Summary of the 4 Values of the Agile Manifesto

Watch on YouTube

Agile has become a generic term for processes that adhere to the agile principles laid out in this Agile Manifesto, much like ADDIE is a basic process for instructional design or design thinking is a generic process for approaching design projects. For example, there are different instructional design approaches (e.g., Dick and Carey; Morrison, Ross, Kemp, and Kalman; and Smith and Regan), but they all include basic principles such as needs analysis and evaluation. The same is true of agile processes, as there are different approaches to realize the key components of the agile manifesto in practice.

One of the most prevalent agile approaches is called Scrum, which is used by businesses both in software engineering and other areas. The value of Scrum is that it has clear roles for different individuals and a variety of agile processes used in design. Even as agile processes are repackaged in a variety of products (Scrum, Adaptive Project Development [ADP], Kanban, etc.) they all adhere to these 12 principles that define agile development (Portman, 2019). Key components present in all products include constant communication with the client, support for the development team, a focus on deliverables that are fast enough to produce forward motion, and a focus on developing a reliable and robust product.

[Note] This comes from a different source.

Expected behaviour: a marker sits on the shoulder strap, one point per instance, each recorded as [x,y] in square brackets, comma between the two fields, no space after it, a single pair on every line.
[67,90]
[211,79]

Review of Agile Principles

Watch on YouTube

To examine designing through an agile framework, let’s look at some key components of Scrum. Scrum is defined as “a framework within which people can address complex adaptive problems, while productively and creatively delivering products of the highest possible value.” (Schwaber & Sutherland, 2017). The Scrum processes and roles defined in Table 1 support agile processes in practice.

Table 1

Key Terms Related to Scrum Processes


A list of tasks that need to be completed as part of the project. This list is prioritized by team members at the beginning of each sprint. The backlog allows the team to communicate priorities with a client and accurately predict the timeline of a project.


A short interval of time (often two weeks) where the team decides on a set of backlog tasks to achieve as a team. An example sprint dashboard, representing the backlog and completed items on a project, is shown in Figure 1. An example sprint team is shown in Figure 2.

Sprint Retrospective

As in all agile processes, reflection is an important part of Scrum. At the end of each sprint, the Scrum team takes time to review how the processes went and make plans to improve processes in the future. They ask questions like, “What did we do well and what should continue?” or  “What could we improve?”.

Stand Up

A daily meeting that is designed to last 15 minutes or less to update the team on accomplishments, problems, and status. It is called a stand up because it is meant to be kept short by having everyone stand during the meeting. During the meeting, team members ask questions like, “What did I do yesterday?”, “Am I blocked by anything?”, or “What do I plan to do today?”.

Scrum Master

The person managing the Scrum team who makes sure that all team members are getting the resources they need and adhering to the team plan.

Definition of Done

This is an agreed-upon level of fidelity for product production in each sprint. The team must agree what is the expectation of each team member’s work.

Product Owner

This is the person who is responsible for the backlog. They work to develop an accurate timeline and keep the project on track. The Product Owner cannot be the Scrum Master.

Scrum Team

All of the people involved with the design of the product. This could include developers, UX designers, QA, and instructional designers, given the project. Different sprints could have different team members.

Scrum Basics and Roles

Watch on YouTube

Figure 1

Example Sprint Dashboard

A picture of a whiteboard being used as a sprint dashboard with a chart and task flow.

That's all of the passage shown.